Gold Star Parents Challenge Spike Lee Over Kneeling During National Anthem

September 27, 2017

Two Gold Star parents challenged film director Spike Lee on kneeling for the national anthem during a CNN town hall Wednesday night.

Lee appeared as one of the town hall's panelists, alongside Philadelphia Eagles safety Malcolm Jenkins, former New York Jets player Michel Faulkner, and Former US Army Green Beret Nate Boyer, who convinced Colin Kaepernick to kneel rather than sit during the National Anthem.

The parents of Staff Sgt. Louis Bonacasa told Lee how they attended a ceremony for Gold Star parents and then went home and saw NFL players taking a knee during the national anthem, calling it a "slap in the face."

"How do you support these multi-millionaires on their knees, and don't support what the fallen heroes died for?" Mr. Bonacasa asked.

Lee said that he was sorry for the Bonacasas' loss, but said that their narrative was "false."
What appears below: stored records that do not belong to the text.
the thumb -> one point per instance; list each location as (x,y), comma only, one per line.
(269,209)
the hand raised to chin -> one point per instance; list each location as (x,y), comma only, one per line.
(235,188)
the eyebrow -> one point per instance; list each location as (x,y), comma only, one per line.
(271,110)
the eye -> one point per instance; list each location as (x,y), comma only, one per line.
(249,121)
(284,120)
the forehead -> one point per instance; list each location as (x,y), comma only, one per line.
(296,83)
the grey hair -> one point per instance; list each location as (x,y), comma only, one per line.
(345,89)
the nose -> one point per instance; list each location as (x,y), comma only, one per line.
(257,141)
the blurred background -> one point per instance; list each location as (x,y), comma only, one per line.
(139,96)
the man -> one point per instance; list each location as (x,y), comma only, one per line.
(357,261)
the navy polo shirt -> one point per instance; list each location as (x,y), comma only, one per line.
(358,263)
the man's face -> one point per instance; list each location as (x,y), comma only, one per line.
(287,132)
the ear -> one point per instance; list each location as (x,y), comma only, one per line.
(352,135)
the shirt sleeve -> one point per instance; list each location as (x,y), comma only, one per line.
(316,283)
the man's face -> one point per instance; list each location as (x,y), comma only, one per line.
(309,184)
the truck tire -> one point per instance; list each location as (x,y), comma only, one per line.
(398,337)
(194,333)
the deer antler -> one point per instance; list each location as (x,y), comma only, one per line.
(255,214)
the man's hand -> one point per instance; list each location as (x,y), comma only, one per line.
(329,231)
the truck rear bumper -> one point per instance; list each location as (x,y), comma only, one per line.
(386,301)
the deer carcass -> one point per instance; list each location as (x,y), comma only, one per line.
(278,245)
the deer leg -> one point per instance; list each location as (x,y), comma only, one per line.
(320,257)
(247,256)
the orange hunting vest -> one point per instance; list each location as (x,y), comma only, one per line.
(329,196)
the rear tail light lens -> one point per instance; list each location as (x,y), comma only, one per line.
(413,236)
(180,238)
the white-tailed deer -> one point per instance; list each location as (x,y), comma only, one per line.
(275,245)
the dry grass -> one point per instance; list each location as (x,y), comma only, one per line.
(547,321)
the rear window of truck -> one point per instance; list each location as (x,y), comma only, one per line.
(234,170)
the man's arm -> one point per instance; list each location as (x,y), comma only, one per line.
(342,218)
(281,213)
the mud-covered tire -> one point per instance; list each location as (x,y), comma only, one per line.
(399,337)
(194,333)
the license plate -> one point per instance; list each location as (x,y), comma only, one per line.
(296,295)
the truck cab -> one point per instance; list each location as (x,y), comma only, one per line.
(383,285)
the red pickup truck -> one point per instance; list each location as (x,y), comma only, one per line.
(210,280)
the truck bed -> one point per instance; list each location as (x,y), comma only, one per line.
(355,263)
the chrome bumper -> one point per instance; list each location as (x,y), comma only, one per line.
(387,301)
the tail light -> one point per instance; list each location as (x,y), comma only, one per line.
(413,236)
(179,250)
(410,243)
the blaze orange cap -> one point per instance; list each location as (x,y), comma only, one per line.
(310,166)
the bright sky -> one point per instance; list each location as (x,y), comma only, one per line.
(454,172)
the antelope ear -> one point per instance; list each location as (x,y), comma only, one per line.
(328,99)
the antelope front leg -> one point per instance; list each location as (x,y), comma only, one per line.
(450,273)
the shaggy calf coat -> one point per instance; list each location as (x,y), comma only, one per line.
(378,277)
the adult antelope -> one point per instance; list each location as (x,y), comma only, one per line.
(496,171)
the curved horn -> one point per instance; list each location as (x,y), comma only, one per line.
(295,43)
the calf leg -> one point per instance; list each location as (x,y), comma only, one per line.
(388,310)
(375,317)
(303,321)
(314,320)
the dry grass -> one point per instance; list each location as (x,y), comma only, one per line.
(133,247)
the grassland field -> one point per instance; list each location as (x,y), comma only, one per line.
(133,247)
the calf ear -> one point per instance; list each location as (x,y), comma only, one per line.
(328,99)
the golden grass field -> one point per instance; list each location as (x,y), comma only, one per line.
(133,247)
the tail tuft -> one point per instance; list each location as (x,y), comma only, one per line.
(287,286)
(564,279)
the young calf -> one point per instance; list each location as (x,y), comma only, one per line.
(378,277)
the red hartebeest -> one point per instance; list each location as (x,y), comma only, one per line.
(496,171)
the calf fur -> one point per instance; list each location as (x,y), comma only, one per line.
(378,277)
"All these players have said, many many times, that they respect the armed forces," Lee said. "They respect the flag. And they respect America. And this narrative that when they take a knee, it's insulting your son who is no longer here, is not true. They've said that again, and again, and again."

Host Anderson Cooper pointed out to Lee that many find the protest during the national anthem to be disrespectful.

"Well a lot of people thought that what — in the '68 Olympics!" Lee said. "This is why I'm wearing this shirt. John Carlos and Tommie Smith, when they won the Olympics, they put the black fist up. A lot of people thought that was—"

Lee was wearing a shirt depicting Carlos and Smith, two black Olympians who raised their fists in protest on the winners' dais during the 1968 Olympic games in Mexico City.

Bonacasa had a follow-up for Lee.

"When North Korea aims a missile at us, are these football players gonna be on their knees, or are they gonna support our veterans?" he asked.

Lee responded not by answering directly, but by expressing his worry about President Donald Trump.

"Sir, I'm worried just as much about Donald Trump as that crazy guy in North Korea. And he has a nuclear code. I'm worried about that," Lee said.

"We're worried about it too," Bonacasa said.

"Well, we're worrying together then," Lee said.